Non ci si può lamentare, invece, delle opzioni di preset grafico disponibili; di base sono tre le opzioni prefigurate, ma il gioco proporrà in automatico fin da subito la miglior configurazione media a seconda dell’hardware rilevato. C’è da dire che l’entry level per poter giocare a Final Fantasy VII Rebirth è tutt’altro che proibitivo, sia a livello di CPU che di GPU, fermo restando il prerequisito di un SSD, necessario per poter installare e lanciare il titolo: con il supporto per la versione “LOW” di schede Radeon RXX 6600, NVIDIA RTX 2060 e addirittura Intel Arc A580.
Avendo a disposizione hardware di livello superiore, tuttavia, si possono attivare opzioni che permettono una resa grafica complessivamente superiore a quella di PlayStation 5, con maggior densità di poligoni e texture e soprattutto una quantità di fps che può raggiungere anche i 120. Interessante anche la possibilità di regolare la distanza di visibilità delle ombre e la quantità di PNG presenti su schermo, oltre al graditissimo supporto al DLSS e al varied refresh rate (VRR). In tutto ciò, c’è anche da considerare il notevole lavoro fatto sull’illuminazione dinamica, ora a un livello davvero superiore a quanto visto al debutto del gioco su piattaforma Sony. Il livello di ottimizzazione, insomma, non è stato frettoloso ma ben studiato, come confermato anche dalla certificazione di compatibilità nativa per Steam Deck (e dunque potrete giocare su questa piattaforma senza incappare nel minimo problema di incompatibilità) e dal nostro stesso provato: con una RTX 3060 abbiamo provato a spingere tutto al massimo, raggiungendo 45 fps stabili. Ovviamente, giocarlo con un frame rate superiore resta un’esperienza di gioco differente e più appagante!

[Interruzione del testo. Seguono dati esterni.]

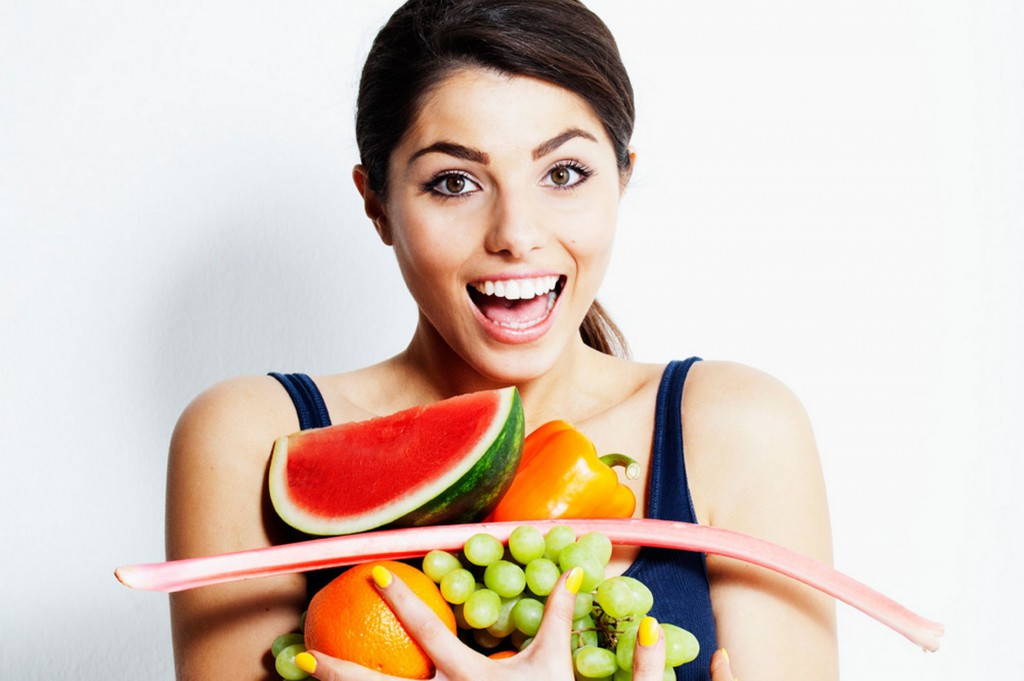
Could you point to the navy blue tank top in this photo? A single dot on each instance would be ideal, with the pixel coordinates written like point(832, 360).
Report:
point(678, 579)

La versione Steam di Final Fantasy VII Rebirth si presenta in ottima forma al suo pubblico potenziale, che ha saputo (o dovuto) attendere la fine dell’esclusiva PlayStation per poter giocare su PC l’ultima incarnazione della “fantasia finale” che ha stregato i cuori di milioni di giocatori fin dal suo esordio su PSX. L’attesa è valsa la pena? Possiamo dire, senza timore di smentita, che la risposta è un sonoro “sì”. Il lavoro di ottimizzazione, per quanto abbiamo potuto verificare, è stato ben realizzato, con requisiti hardware accessibili, scalabilità ottimale delle prestazioni e la possibilità di prestazioni superiori in caso si abbiano a disposizione macchine di livello elevato. Per il resto, il gioco in sé è rimasto immutato rispetto alla versione PS5 (e ovviamente va bene così), con tutti i suoi pregi ma anche le sue spigolosità: non c’è alcuna aggiunta alla quality of life, se si eccettua la mappatura di comandi aggiuntiva per PC. Se amate gli action-JRPG e non l’avete ancora giocato su PlayStation 5, Rebirth rimane qualcosa di imprescindibile e che per forza di cose deve essere assolutamente giocato!